From the results of the various prompt sizes for the causality extraction on medical data, we can understand that the result of the ten-shot prompting gives a higher similarity and F1 score.

The Jaccard similarity gives the similarity score based on the overlap between the gold and the predictions. The cosine similarity gives the semantic similarity between the gold and predicted phrases. There is not much difference in the cosine similarity with various prompt sizes, indicating that it may not be the right measure for this task. The F1-scores are computed by comparing the gold labels with the predicted labels (Jaccard and cosine similarity for the predicted phrases, F1-score for the labels). The detailed F1-score for the ten-shot prompting label match between gold and predictions is given in Table 6. In particular, we can see that the F1 score for cause, effect, and action is higher compared to the other labels. (This result is comparable with a recent work (Chan et al., 2023), indicating a strong performance of ChatGPT for extracting cause/effect relationships).

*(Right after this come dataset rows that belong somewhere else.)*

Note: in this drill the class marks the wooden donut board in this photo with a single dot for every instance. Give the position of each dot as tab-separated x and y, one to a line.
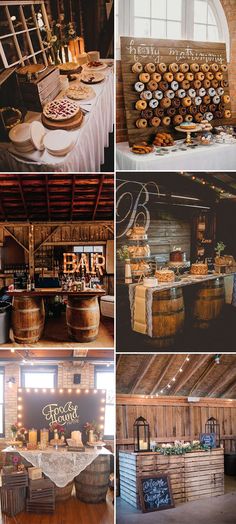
68	125
147	50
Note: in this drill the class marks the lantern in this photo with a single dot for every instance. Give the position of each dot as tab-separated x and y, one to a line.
141	435
212	426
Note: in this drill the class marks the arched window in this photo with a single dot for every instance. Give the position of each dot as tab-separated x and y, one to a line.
202	20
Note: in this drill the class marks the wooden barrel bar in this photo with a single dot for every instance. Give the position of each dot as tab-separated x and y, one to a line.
92	484
28	317
167	316
83	318
208	302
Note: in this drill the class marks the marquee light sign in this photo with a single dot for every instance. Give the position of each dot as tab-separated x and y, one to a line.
71	408
77	262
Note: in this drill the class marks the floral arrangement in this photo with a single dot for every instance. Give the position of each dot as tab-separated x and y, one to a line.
180	447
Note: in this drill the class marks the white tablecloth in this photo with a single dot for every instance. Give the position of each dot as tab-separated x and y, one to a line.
90	140
210	158
60	466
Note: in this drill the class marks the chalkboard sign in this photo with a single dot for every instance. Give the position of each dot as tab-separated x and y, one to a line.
155	493
208	439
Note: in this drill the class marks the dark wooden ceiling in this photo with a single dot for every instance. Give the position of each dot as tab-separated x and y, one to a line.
56	197
201	375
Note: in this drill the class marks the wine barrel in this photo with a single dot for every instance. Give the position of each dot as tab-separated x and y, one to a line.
83	317
167	316
28	317
208	302
92	484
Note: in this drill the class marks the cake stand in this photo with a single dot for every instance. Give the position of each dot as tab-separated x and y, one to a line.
188	139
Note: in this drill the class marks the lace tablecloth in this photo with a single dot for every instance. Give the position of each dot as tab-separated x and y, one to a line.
60	466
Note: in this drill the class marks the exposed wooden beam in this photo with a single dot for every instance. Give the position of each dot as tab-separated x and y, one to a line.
98	195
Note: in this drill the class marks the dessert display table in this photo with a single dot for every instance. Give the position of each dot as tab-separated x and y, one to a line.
90	139
82	313
209	158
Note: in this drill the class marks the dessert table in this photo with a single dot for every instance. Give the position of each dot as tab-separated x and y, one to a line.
60	466
208	158
90	139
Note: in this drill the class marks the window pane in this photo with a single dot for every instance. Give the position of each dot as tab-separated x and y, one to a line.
142	8
213	34
200	32
174	30
159	9
141	27
200	11
174	9
158	29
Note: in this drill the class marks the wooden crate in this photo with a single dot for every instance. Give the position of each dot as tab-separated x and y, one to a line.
12	500
193	475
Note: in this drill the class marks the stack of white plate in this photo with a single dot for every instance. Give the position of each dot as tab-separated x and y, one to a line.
58	143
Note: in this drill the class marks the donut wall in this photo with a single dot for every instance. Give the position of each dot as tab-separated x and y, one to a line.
168	82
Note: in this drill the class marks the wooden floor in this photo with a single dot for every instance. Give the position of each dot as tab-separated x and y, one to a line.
55	334
70	512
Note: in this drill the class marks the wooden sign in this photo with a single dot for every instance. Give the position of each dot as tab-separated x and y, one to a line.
155	493
71	408
208	439
149	50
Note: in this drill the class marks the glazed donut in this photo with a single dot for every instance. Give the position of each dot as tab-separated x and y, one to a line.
181	93
137	67
163	85
185	84
165	102
184	68
162	67
158	94
177	120
147	113
139	87
174	68
207	99
205	68
198	100
219	75
155	121
206	83
179	77
226	99
187	101
152	86
144	77
211	91
224	68
197	84
150	68
194	68
141	105
166	121
159	112
208	116
168	77
141	123
170	94
198	117
199	76
189	77
146	95
209	76
156	77
216	99
174	85
192	92
214	68
153	103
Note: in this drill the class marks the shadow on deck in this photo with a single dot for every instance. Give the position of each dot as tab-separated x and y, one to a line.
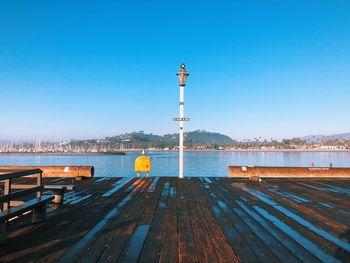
191	220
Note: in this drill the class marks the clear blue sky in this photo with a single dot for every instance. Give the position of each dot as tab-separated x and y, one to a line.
87	69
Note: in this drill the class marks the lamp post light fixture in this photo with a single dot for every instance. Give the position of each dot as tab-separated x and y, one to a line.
182	74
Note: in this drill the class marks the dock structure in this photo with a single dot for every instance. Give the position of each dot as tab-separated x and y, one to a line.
166	219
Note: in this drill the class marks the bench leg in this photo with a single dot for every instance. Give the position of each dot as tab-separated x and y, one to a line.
58	193
39	214
2	233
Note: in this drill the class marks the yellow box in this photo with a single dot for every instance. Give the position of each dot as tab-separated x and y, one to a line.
143	164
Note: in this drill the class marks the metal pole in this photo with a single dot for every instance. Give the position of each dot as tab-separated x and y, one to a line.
181	134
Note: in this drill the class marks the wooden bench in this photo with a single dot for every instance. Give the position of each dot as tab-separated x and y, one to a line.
57	190
36	205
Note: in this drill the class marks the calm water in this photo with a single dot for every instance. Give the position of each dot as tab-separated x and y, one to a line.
195	163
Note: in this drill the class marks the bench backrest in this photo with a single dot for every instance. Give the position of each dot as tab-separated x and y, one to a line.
6	176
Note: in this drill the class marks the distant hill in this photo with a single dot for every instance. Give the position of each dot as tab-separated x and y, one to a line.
322	138
204	137
143	140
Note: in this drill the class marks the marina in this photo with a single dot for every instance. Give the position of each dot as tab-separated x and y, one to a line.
196	219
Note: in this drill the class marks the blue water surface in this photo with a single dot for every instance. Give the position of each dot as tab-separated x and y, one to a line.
195	163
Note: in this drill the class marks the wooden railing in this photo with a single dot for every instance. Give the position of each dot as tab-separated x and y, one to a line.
7	177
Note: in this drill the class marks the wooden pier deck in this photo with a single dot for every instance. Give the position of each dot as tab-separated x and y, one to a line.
190	220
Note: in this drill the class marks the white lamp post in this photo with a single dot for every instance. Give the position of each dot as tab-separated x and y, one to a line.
182	74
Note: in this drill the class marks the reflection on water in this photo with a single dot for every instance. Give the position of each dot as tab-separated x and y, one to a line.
195	163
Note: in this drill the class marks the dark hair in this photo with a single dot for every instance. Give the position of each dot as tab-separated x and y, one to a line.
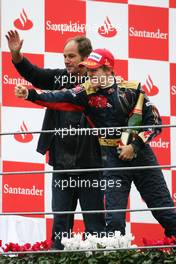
84	45
104	67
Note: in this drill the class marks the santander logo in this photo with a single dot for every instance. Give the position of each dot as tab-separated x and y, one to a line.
107	30
149	88
23	138
23	22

	Precision	Recall	F1 score
Action	0.56	0.90	0.69
Cause	0.60	0.74	0.66
Condition	0.95	0.17	0.29
Effect	0.74	0.79	0.76
Macro average	0.71	0.65	0.60

Table 6. Summary of the results of the GPT-4 predictions of ten-shot prompting on our medical data. Here the F1-score is computed by comparing the gold labels and the predicted labels. The F1 score for cause, effect, and action is higher compared to the condition. Many of the conditions are predicted as causes.

5.1. LLAMA2 for causality extraction from medical guidelines

LLAMA2(Touvron et al., 2023) is a pre-trained and fine-tuned Large Language Model. Three variants of LLAMA2 are available, which differ in the parameters. 7B, 13B, and 70B parameters are publicly available. LLAMA2 is trained on two trillion tokens of data. In our experiments, the LLAMA2 7B parameter is fine-tuned on the medical data. It is fine-tuned using the HuggingFace autotrain.

To fine-tune LLAMA2, the first step is to prepare the data. At first, when the model was fine-tuned and tested on the token level as BERT, LLAMA2 was predicting a long number of ”O-other” as GPT-4. So we dealt with this as a phrase-level extraction problem. The data is prepared with three parts which are instruction, input, and output. A sample training data is given in example 5.1

Example 5.1.

###Instruction: Extract the cause, condition, effect, signal, and action from the given sentence. ###Input: Pregnant persons with gestational diabetes are at increased risk for maternal and fetal complications, including preeclampsia, fetal macrosomia (which can cause shoulder dystocia and birth injury), and neonatal hypoglycemia. ###Output: [’Pregnant persons-signal’, ’with gestational diabetes -cause’, ’increased risk for maternal and fetal complications, including preeclampsia, fetal macrosomia (which can cause shoulder dystocia and birth injury), and neonatal hypoglycemia-effect’]

The test data should be similar to the training data except for the output, which should be empty. The gestational diabetes annotated data was split into train and test data. The HuggingFace autotrain ⁵⁵5https://huggingface.co/docs/autotrain/llm_finetuning for the LLM fine-tuning was used to fine-tune the model. The fine-tuned weights are pushed into the HuggingFace dataset for inference. This experiment was done using Google Colab Pro+ with a High-RAM A100 GPU. Similar to the GPT-4, the predictions of LLAMA-2 were also at phrase level. So a similar evaluation strategy is followed for LLAMA2. We present the results with three types of distance.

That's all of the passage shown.